In [None]:
import numpy as np
import babypandas as bpd
import pandas as pd

import matplotlib.pyplot as plt
from matplotlib_inline.backend_inline import set_matplotlib_formats
set_matplotlib_formats("svg")
plt.style.use('ggplot')
plt.rcParams['figure.figsize'] = (10, 5)

Data comes from here: https://www.kaggle.com/datasets/adityamishraml/nasaexoplanets

Original source: https://exoplanetarchive.ipac.caltech.edu/

Also useful data source: https://exoplanets.nasa.gov/discovery/exoplanet-catalog/

First, convert mass and radius to their multipliers relative to Earth. Information used for that conversion comes from here: https://nssdc.gsfc.nasa.gov/planetary/factsheet/jupiterfact.html

Now mass columnn represents the ratio of this exoplanet's mass to the earth's mass (how many times more massive it is than earth), similarly for radius (ratio relative to earth).

In [None]:
exo = pd.read_csv('exoplanets.csv').get(['name', 'distance', 'stellar_magnitude', 'planet_type',
       'discovery_year', 'detection_method', 'mass_multiplier', 'mass_wrt', 'radius_multiplier',
       'radius_wrt'])

exo.loc[exo['mass_wrt'] == 'Jupiter', 'mass_wrt'] = 317.83
exo.loc[exo['mass_wrt'] == 'Earth', 'mass_wrt'] = 1

# approximate bc it's not clear which radius is given in data, polar or equatorial
exo.loc[exo['radius_wrt'] == 'Jupiter', 'radius_wrt'] = 11 
exo.loc[exo['radius_wrt'] == 'Earth', 'radius_wrt'] = 1

exo = exo.assign(mass=pd.to_numeric(exo.get('mass_multiplier')*exo.get('mass_wrt')))
exo = exo.assign(radius=pd.to_numeric(exo.get('radius_multiplier')*exo.get('radius_wrt')))
exo = exo.drop(columns=['mass_multiplier', 'mass_wrt', 'radius_multiplier', 'radius_wrt'])
exo = exo.dropna()
exo

Sirius is the brightest star in the night sky. Its apparent magnitude is -1.46. Using the formula

$$10^{-0.4*(\text{stellar magnitude} + 1.46)}$$

we can get each star's brightness relative to Sirius (what fraction of Sirius' brightness this star has). Example:0.5 means it's half as bright as Sirius. These are faraway exoplanets so the fractions should be less than 1.
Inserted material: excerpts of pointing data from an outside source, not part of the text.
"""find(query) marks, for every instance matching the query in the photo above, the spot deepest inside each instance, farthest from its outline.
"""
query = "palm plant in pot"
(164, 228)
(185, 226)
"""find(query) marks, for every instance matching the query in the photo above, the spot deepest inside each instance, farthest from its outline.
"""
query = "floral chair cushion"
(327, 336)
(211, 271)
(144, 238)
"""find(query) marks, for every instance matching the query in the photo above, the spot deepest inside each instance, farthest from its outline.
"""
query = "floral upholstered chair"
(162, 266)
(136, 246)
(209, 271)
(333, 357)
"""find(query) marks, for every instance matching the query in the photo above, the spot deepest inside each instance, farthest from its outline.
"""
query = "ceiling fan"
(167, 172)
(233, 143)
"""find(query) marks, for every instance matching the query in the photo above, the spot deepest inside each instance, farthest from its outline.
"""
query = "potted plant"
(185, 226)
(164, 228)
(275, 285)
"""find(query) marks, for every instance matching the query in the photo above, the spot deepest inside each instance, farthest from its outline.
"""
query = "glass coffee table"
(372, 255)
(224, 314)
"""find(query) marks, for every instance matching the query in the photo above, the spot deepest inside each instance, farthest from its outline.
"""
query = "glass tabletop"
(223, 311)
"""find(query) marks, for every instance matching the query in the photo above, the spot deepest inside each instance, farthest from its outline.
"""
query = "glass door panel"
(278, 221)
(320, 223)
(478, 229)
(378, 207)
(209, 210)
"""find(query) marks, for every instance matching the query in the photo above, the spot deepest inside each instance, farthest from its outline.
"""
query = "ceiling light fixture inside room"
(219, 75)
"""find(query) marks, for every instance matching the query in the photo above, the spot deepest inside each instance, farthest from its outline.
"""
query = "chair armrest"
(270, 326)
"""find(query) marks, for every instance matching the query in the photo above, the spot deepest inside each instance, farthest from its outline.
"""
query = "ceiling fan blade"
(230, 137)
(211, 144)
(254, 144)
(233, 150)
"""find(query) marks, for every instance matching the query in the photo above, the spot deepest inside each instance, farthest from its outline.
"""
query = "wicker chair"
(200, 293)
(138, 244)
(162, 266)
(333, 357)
This follows the example calculation here: https://en.wikipedia.org/wiki/Apparent_magnitude#Example:_Sun_and_Moon

In [None]:
exo.assign(brightness = 10 ** (-0.4 * (exo.get('stellar_magnitude') + 1.46)))


This does not help the plots, so I am abandoning it and will stick with the original stellar magnitude.

In [None]:
exo.to_csv('../data/exoplanets.csv', index=False)

Another thing we can do is separate the name of the star around which the planet orbits and the order in which the planet was discovered in that solar system. Most follow the [standard naming convention](https://en.wikipedia.org/wiki/Exoplanet_naming_convention#:~:text=Following%20an%20extension%20of%20the,planets%20are%20given%20subsequent%20letters) but a few had to be handled manually. 

In [None]:
def get_star(planet_name):
    return planet_name[:-2]

get_star("1RXS J160929.1-210524 b")

In [None]:
letter_to_number = {"b": 1, "c": 2, "d": 3, "e": 4, "f": 5, "g": 6, "h": 7, "i": 8, "j": 9, "1": 1, "2": 2}

def get_order(planet_name):
    # manually handle planets that don't follow the convention
    if planet_name == "EPIC 201170410.02" or planet_name == "EPIC 201757695.02":
        return 1
    return letter_to_number[planet_name[-1]]

get_order("1RXS J160929.1-210524 b")

In [None]:
exo

In [None]:
exo = exo.assign(Order=exo.get('name').apply(get_order), 
                               Star=exo.get('name').apply(get_star))
exo

I also wound up not using this, but it's here if we ever want to use those columns.